KVLC
- Hatch, New Mexico; United States;
- Broadcast area: Las Cruces, New Mexico
- Frequency: 101.1 MHz
- Branding: 101 Gold

Programming
- Format: Classic hits

Ownership
- Owner: Bravo Mic Communications, LLC
- Sister stations: KOBE, KMVR, KXPZ

History
- First air date: 1994
- Former call signs: KWQQ (1988–1992, 1993-1994, CP)

Technical information
- Licensing authority: FCC
- Facility ID: 31530
- Class: C
- ERP: 100,000 watts
- HAAT: 315 meters (1034 feet)
- Transmitter coordinates: 32°41′35″N 107°04′06″W﻿ / ﻿32.69306°N 107.06833°W

Links
- Public license information: Public file; LMS;
- Webcast: Listen live
- Website: 101gold.com

= KVLC =

Radio station in Hatch, New Mexico

KVLC (101.1 FM, "101 Gold") is a radio station licensed to serve Hatch, New Mexico.
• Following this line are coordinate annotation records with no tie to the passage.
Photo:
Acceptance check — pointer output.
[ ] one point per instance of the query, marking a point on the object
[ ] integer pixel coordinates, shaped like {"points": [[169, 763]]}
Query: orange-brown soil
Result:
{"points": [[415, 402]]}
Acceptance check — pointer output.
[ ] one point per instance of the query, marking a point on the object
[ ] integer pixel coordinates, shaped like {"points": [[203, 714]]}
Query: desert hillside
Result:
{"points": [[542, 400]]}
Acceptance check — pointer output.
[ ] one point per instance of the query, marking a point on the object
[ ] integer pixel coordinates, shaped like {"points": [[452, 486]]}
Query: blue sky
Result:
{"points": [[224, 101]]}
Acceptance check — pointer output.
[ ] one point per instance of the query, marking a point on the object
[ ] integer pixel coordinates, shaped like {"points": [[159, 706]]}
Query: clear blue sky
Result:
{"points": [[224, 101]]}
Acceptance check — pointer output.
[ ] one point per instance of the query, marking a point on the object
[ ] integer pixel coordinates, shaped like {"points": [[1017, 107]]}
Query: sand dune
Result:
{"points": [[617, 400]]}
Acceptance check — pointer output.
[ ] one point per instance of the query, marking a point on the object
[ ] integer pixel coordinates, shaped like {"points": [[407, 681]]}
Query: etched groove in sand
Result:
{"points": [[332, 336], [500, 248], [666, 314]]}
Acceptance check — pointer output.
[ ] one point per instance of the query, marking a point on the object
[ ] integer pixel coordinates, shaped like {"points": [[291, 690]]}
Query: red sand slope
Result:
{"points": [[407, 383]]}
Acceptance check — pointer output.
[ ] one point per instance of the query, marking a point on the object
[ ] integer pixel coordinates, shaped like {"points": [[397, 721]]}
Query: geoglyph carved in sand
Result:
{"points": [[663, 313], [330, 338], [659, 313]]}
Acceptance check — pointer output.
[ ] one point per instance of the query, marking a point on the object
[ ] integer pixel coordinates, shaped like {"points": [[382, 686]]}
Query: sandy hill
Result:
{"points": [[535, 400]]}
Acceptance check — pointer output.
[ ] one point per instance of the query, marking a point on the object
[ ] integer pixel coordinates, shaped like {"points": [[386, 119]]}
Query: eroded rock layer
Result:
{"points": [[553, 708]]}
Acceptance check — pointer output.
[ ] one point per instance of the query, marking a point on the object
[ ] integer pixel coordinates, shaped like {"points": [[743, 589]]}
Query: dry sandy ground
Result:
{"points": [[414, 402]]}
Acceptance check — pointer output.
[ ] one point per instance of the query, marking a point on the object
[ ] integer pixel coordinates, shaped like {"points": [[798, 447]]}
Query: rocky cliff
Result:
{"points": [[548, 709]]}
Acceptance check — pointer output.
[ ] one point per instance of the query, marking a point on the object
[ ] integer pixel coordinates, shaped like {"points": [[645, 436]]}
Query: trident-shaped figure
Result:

The station is owned by Bravo Mic Communications, LLC. It airs a classic hits music format and its sister stations are KOBE, KMVR, KXPZ. Its studios are located in Las Cruces, and its transmitter is in Rincon, New Mexico.

The station was assigned the KVLC call letters by the Federal Communications Commission on March 25, 1994.